Note: While authors are asked to place warnings on their stories for some moderated content, everyone has different thresholds, and it is your responsibility as a reader to avoid stories or stop reading if something bothers you. 
Life in the dark future is hard, and conflict is constant between the empowered and the power hungry.

The Mantis Variant - Book One - 33. Chapter 33 - Epilogue 3 - Journey

Three women heading out on vacation.

Ilya, Lahari, and Auntie Peg walked out through the Teshon City gates. The morning sun was climbing the early-winter sky behind a veil of grey clouds. It was cold, and the three travelers were all bundled heavily, but none more so than Lahari.

Every inch of her unique, scaly blue-grey skin was covered. She wore a thick jacket and trousers with boots and gloves. A knit cap and scarf hid her head, and dark snow goggles prevented anyone from seeing her yellow eyes. However, Lahari was not used to wearing clothing, and she was uncomfortable.

The trio followed road signs and walked along with many other people on the Southtrack towards the village of Brokenpointe. They stayed their first night at an inn that overlooked the sea.

Once they were in their private room, Lahari declared, "I’ve got to get out of all this!"

She groaned, and the other two women could not help but stare at her, as she peeled the layers of clothes off her unique body. As she stripped naked, her black quills lifted from her skin and flexed, and she moved in place. Lahari stretched and extended her arms, bent her knees and squatted down, and she twisted her spine like a snake. It was as if the movement was cleansing her from the clothes.

All the while, her quills were in motion, and they were mesmerizing to Auntie Peg and Ilya. The black spines shifted in fluid unison and appeared to the two other women as rippling patterns that moved over Lahari’s unique body. Then she stood upright again, and the beautiful movements fell still.

Her eyes fell on them. "Sorry," she said, before either of them could apologize for staring, "I suddenly realize that I should have gotten food before taking my clothes off."

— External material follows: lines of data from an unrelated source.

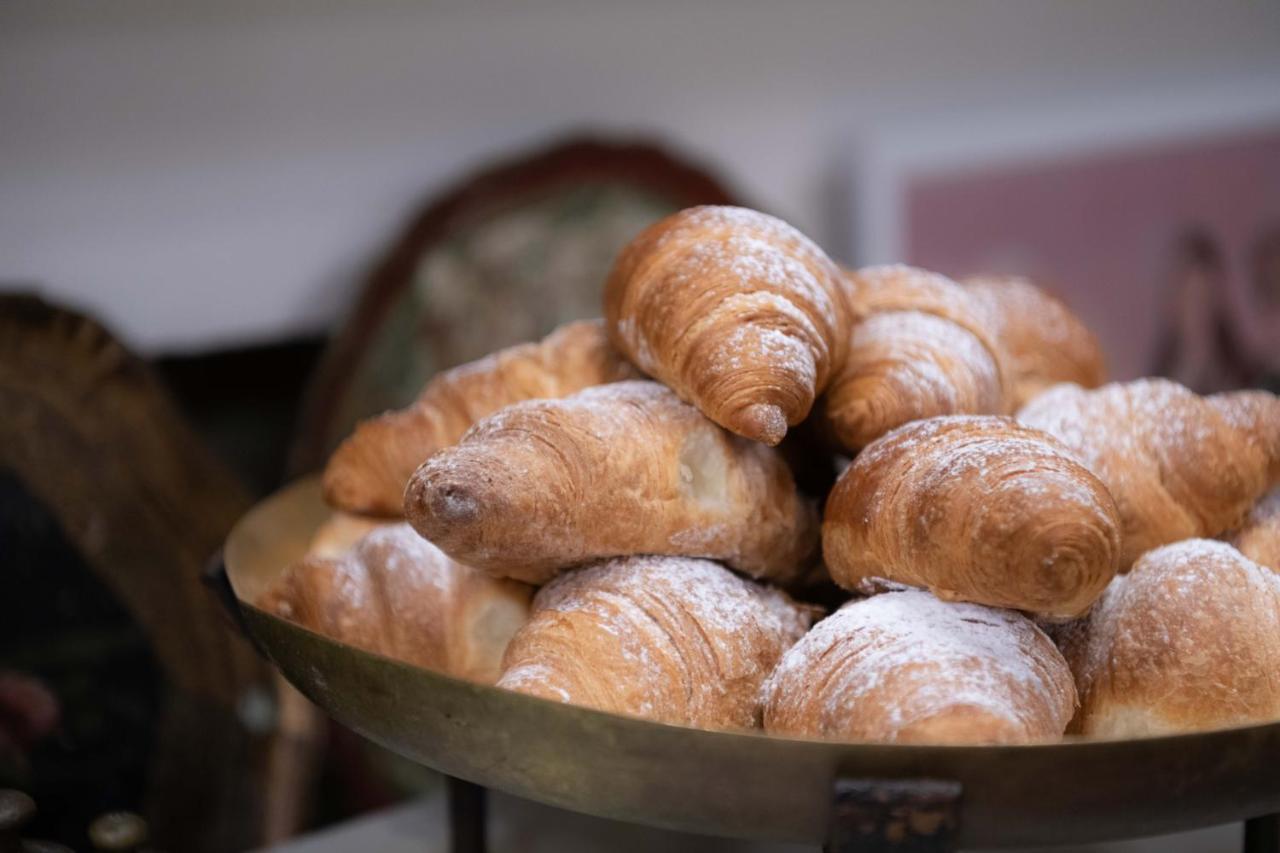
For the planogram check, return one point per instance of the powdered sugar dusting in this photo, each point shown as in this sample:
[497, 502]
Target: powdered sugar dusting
[672, 638]
[880, 665]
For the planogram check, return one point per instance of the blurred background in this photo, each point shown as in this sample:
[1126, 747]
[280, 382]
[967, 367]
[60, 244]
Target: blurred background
[228, 231]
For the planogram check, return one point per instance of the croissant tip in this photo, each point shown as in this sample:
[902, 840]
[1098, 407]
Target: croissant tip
[763, 423]
[455, 505]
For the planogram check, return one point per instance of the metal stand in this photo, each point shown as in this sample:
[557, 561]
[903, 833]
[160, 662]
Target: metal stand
[1262, 834]
[466, 816]
[900, 816]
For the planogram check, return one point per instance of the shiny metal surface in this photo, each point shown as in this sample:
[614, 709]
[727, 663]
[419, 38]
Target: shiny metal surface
[736, 784]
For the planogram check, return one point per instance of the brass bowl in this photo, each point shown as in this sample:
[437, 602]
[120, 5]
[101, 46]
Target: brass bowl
[734, 784]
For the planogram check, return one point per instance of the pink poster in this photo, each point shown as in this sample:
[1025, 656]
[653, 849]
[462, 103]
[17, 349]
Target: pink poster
[1170, 252]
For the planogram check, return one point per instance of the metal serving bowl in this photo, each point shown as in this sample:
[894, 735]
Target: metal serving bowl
[734, 784]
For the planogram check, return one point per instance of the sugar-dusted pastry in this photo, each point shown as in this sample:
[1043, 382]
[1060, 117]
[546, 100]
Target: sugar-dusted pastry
[1260, 537]
[615, 470]
[1189, 639]
[908, 667]
[1257, 414]
[920, 346]
[369, 470]
[974, 509]
[1043, 341]
[341, 532]
[397, 594]
[737, 311]
[670, 638]
[1176, 465]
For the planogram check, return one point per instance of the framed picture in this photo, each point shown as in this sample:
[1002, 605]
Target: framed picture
[1164, 236]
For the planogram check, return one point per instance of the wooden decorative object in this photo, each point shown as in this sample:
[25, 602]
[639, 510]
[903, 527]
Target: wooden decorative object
[504, 256]
[135, 505]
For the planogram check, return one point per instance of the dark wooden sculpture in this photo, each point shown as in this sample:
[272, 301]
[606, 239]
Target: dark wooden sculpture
[109, 507]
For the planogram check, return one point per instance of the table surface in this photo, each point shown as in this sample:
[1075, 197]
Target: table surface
[515, 824]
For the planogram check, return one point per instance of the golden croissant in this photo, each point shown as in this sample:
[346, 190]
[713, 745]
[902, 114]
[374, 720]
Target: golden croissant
[397, 594]
[908, 667]
[668, 638]
[369, 470]
[735, 310]
[920, 346]
[974, 509]
[1189, 639]
[1176, 465]
[1043, 341]
[1257, 415]
[615, 470]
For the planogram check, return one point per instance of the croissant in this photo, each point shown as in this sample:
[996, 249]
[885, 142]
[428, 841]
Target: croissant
[1176, 466]
[369, 470]
[920, 346]
[1260, 537]
[670, 638]
[1257, 415]
[397, 594]
[737, 311]
[906, 667]
[1043, 341]
[976, 509]
[1189, 639]
[615, 470]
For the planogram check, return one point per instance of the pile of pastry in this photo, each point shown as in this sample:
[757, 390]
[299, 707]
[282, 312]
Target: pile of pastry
[638, 514]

"Oh, don't you worry about that," Auntie Peg replied in an encouraging tone. "I will tell the barkeep that you are exhausted from our trip, and I will bring food up for you to eat without the concern of being seen."

"By the by," Auntie Peg added as she stepped up to the door and turned the handle; she looked back towards Lahari, "we didn't mean to gawk at you, but you are so beautiful, child," and she and Ilya left her alone.

Lahari was startled by the kind words and stood staring at the closed door behind them. It was one thing for her fathers to compliment her, but even she thought of herself as monstrous.

Beautiful, she thought. Beautiful?

Noise from down on the beach outside drew her attention to the window. Lahari doused the lights and peered out at the ocean. The water looked black beneath the moonless sky, and she gazed into its rolling darkness. Commotion caught her eye and she looked down closer to the building.

A drum kit was set up on a wooden riser. There was a person seated behind it, adjusting each percussive instrument to the right position. Two other people joined the drummer, and a moment later, music began to swirl up from the beach.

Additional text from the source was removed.